Tous les nobles faits prisonniers étaient dans le château de la Forêt[1], converti en château fort, à trois lieues de Bressuire, plus près de la révolte, dans la paroisse de Moncoutant ; sans doute les gendarmes craignaient qu’on ne les y massacrât, car ils nous promirent de faire tous leurs efforts pour que nous restions en ville ; cela nous en donna le désir. En arrivant au district, ils firent mille instances pour qu’on nous permît de retourner à Clisson avec une garde, on le refusa ; alors ils demandèrent qu’on nous laissât à Bressuire. Allain[2], honnête patriote municipal et marchand épicier de la maison, s’offrit à nous garder chez lui, disant que la prison était trop pleine ; on y consentit, et on nous assigna la ville pour séjour. M. de Lescure demanda sur-le-champ à parler au district ; il voulut payer d’assurance, et, quoiqu’il eût bien à craindre relativement à Henri et à M. de la Cassaigne, il demanda s’il y avait quelque chose contre lui, si on avait découvert quelque intelligence avec les révoltés, et il voulait qu’on lui fit sur-le-champ son procès. Le district lui répondit qu’il était suspect (ce fameux mot venait d’être mis en usage) ; il demanda en quoi il pouvait l’être ; « parce qu’il était noble, répondit-on ; il n’avait pas à se plaindre, ayant été arrêté le dernier, et toutes ses réclamations étaient inutiles. » On l’amena nous rejoindre, et de là on nous conduisit chez Allain.
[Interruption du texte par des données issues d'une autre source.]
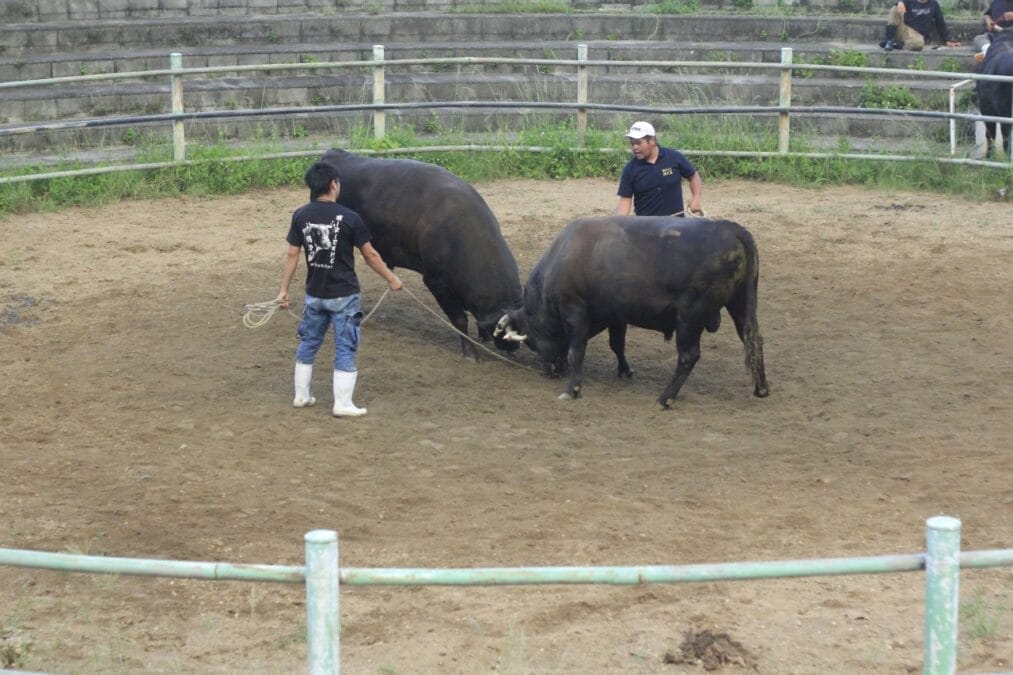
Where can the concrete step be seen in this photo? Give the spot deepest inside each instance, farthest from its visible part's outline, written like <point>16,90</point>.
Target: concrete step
<point>658,89</point>
<point>17,11</point>
<point>21,41</point>
<point>80,100</point>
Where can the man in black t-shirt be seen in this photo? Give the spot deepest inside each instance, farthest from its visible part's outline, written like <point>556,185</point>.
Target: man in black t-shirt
<point>998,17</point>
<point>651,182</point>
<point>327,233</point>
<point>910,23</point>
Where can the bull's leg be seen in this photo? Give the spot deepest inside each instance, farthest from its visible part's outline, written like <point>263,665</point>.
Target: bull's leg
<point>577,334</point>
<point>454,308</point>
<point>749,331</point>
<point>617,341</point>
<point>688,345</point>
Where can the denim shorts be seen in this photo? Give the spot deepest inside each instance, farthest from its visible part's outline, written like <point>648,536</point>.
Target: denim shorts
<point>345,317</point>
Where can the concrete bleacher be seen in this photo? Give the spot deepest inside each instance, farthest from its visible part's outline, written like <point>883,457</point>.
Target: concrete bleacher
<point>68,38</point>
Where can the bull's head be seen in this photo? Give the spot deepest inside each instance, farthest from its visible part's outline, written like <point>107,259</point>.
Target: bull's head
<point>507,331</point>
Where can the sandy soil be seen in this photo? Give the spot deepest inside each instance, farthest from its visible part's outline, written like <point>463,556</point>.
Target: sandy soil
<point>141,419</point>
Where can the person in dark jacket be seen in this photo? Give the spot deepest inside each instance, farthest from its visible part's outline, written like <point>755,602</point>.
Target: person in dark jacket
<point>998,17</point>
<point>909,24</point>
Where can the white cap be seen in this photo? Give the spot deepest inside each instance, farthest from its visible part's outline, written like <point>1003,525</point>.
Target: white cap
<point>640,129</point>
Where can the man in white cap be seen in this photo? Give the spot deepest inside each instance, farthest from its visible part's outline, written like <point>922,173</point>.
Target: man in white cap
<point>652,181</point>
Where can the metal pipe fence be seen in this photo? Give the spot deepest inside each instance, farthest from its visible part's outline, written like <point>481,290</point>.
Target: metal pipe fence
<point>378,65</point>
<point>323,577</point>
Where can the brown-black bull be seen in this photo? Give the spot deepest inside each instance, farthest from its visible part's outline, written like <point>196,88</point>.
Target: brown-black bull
<point>995,98</point>
<point>671,275</point>
<point>424,218</point>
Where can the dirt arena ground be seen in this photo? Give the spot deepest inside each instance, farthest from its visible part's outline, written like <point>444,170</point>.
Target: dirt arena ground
<point>141,419</point>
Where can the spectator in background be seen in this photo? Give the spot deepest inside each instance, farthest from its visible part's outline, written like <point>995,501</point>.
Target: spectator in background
<point>998,17</point>
<point>651,182</point>
<point>910,24</point>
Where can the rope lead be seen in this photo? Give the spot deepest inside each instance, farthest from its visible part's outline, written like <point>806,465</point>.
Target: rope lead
<point>258,313</point>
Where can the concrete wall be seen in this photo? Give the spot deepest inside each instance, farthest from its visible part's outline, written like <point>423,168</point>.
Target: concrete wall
<point>16,11</point>
<point>66,38</point>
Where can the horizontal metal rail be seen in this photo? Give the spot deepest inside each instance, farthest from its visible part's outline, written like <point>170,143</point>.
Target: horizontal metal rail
<point>98,170</point>
<point>327,65</point>
<point>617,575</point>
<point>493,104</point>
<point>151,568</point>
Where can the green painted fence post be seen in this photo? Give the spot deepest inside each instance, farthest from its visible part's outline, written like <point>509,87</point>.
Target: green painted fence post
<point>379,93</point>
<point>942,577</point>
<point>784,100</point>
<point>178,136</point>
<point>323,621</point>
<point>581,93</point>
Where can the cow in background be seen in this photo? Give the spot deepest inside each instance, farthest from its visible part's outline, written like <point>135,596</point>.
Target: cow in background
<point>994,98</point>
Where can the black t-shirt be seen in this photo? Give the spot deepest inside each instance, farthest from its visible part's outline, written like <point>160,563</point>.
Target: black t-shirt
<point>924,16</point>
<point>997,9</point>
<point>656,189</point>
<point>328,234</point>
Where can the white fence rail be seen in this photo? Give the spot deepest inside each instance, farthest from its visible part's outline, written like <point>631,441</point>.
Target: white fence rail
<point>579,105</point>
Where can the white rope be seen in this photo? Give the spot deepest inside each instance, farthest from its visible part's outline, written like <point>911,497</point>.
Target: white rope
<point>258,313</point>
<point>465,335</point>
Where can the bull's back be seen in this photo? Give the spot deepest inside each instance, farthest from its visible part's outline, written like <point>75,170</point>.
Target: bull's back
<point>424,218</point>
<point>643,270</point>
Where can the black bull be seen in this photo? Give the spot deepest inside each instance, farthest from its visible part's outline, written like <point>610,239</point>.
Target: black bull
<point>423,218</point>
<point>995,98</point>
<point>671,275</point>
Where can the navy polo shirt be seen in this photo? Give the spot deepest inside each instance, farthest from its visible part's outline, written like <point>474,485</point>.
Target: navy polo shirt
<point>656,189</point>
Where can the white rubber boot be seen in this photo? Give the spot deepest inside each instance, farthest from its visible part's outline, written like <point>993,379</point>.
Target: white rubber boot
<point>304,373</point>
<point>344,384</point>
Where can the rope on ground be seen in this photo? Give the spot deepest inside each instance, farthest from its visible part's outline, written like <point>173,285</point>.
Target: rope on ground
<point>465,335</point>
<point>376,306</point>
<point>258,313</point>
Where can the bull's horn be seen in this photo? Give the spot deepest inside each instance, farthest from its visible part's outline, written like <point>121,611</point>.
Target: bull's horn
<point>501,325</point>
<point>514,336</point>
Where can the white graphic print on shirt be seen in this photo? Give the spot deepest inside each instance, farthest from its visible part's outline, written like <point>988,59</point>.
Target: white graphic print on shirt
<point>321,239</point>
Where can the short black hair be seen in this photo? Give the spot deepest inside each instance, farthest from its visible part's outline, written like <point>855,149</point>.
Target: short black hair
<point>318,177</point>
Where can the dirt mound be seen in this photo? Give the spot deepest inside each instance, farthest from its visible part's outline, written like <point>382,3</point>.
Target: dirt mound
<point>712,651</point>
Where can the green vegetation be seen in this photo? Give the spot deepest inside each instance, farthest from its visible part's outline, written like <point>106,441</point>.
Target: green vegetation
<point>519,7</point>
<point>981,615</point>
<point>672,7</point>
<point>213,172</point>
<point>891,96</point>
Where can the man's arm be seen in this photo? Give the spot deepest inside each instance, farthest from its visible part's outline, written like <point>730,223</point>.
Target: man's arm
<point>376,264</point>
<point>288,271</point>
<point>696,193</point>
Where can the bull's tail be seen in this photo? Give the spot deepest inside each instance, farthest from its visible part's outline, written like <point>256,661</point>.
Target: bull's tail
<point>744,313</point>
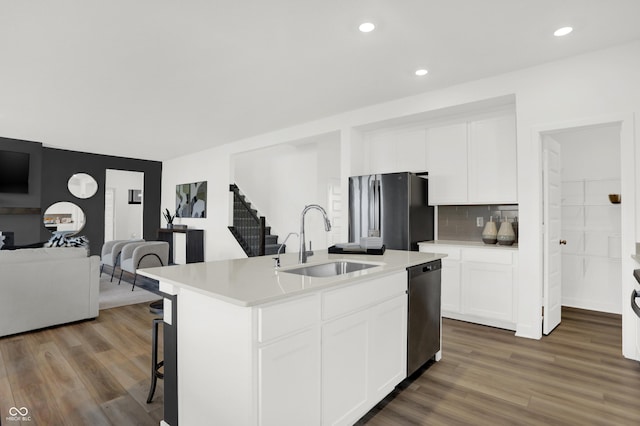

Je finis ce chapitre en disant que la bonne volonté des gendarmes n’avait pas été achetée, nous ne leur offrîmes point d’argent.

  1. La Forêt-aur-Sèvre, ancienne habitation de Philippe de Mornay, dit Duplessy-Mornay, seigneur du Plessis-Marly, 1549-1623.
  2. Jean-Louis Allain, mort à Bressuire le 7 octobre 1832, à l’âge de quatre-vingt-douze ans.